Date: Fri, 9 Feb 2007 18:14:02 -0500
Reply-To: Sigurd Hermansen <HERMANS1@WESTAT.COM>
Sender: "SAS(r) Discussion" <SAS-L@LISTSERV.UGA.EDU>
From: Sigurd Hermansen <HERMANS1@WESTAT.COM>
Subject: Re: Proc Summary Error..
In-Reply-To: <95AA6E2856F8924BBC646230BD46F5DC0266688A@CTTRBEXVS02.oxhp.com>
Content-Type: text/plain; charset="us-ascii"

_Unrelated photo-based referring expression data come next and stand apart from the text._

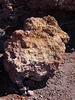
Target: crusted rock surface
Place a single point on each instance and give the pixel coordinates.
(36, 51)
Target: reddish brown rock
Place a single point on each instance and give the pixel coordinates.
(46, 5)
(33, 53)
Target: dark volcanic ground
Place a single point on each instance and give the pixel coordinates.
(60, 87)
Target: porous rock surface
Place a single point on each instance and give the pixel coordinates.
(36, 51)
(48, 4)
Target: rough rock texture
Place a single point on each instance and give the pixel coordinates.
(48, 4)
(35, 52)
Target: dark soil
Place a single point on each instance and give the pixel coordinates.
(60, 87)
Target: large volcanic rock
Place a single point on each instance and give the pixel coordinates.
(35, 52)
(42, 5)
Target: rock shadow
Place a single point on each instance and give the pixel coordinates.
(37, 84)
(6, 85)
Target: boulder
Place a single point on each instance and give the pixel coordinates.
(36, 50)
(46, 5)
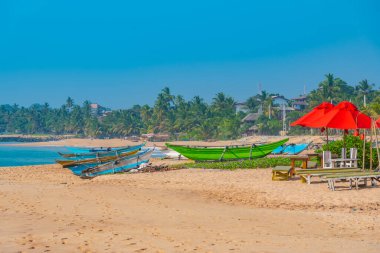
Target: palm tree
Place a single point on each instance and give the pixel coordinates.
(363, 89)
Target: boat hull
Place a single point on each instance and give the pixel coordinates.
(102, 154)
(226, 153)
(98, 160)
(119, 165)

Even I, the original SAS SQLhead, would assume that a special summary
procedure in SAS would faster than a more generic programming
environment such as SQL. That assumption may not hold in this case,
however, because the programmer has to make a choice between a memory
intensive method and a disk space (sort) alternative. So perhaps the SAS
SQL compiler could improve an equivalent query. How about
proc sql _method;
create table outp as
select lobcode, category, specialty, yrqrt, claimcod, plan, prv_stat,
prvcnty, memcnty, his_par, acctuw, acctuw2, yrmon, prvcode, provdx,
cpt, proccode, level3, prv_type, claimtyp, risk_deal,
servflag, prod, placecod2, groupcod,
sum(payamt) as tpayamt, sum(copayamt) as tcopayamt,
sum(dedamt) as tdedamt, sum(coinsamt) as tcoinsamt, sum(cobamt) as
tcobamt,
sum(reqamt) as treqamt, sum(wthldamt) as twthldamt,
sum(allowamt) as tallowamt, sum(dscntamt) as tdscntamt, sum(procqty) as
tprocqty
from (select * from saved.trendoutp1 where dosdte between
'01jan2003'd and '31dec2003'd)
group by lobcode, category, specialty, yrqrt, claimcod, plan,
prv_stat, prvcnty, memcnty, his_par, acctuw, acctuw2, yrmon, prvcode,
provdx,
cpt, proccode, level3, prv_type, claimtyp, risk_deal,
servflag, prod, placecod2, groupcod
;
quit;
In the worst case the query will attempt to sort the original dataset
and fail. Presorting using a tagsort may work better. Once data have
been ordered by the grouping variables, summing variables within the
group should not put a burden on memory or disk space.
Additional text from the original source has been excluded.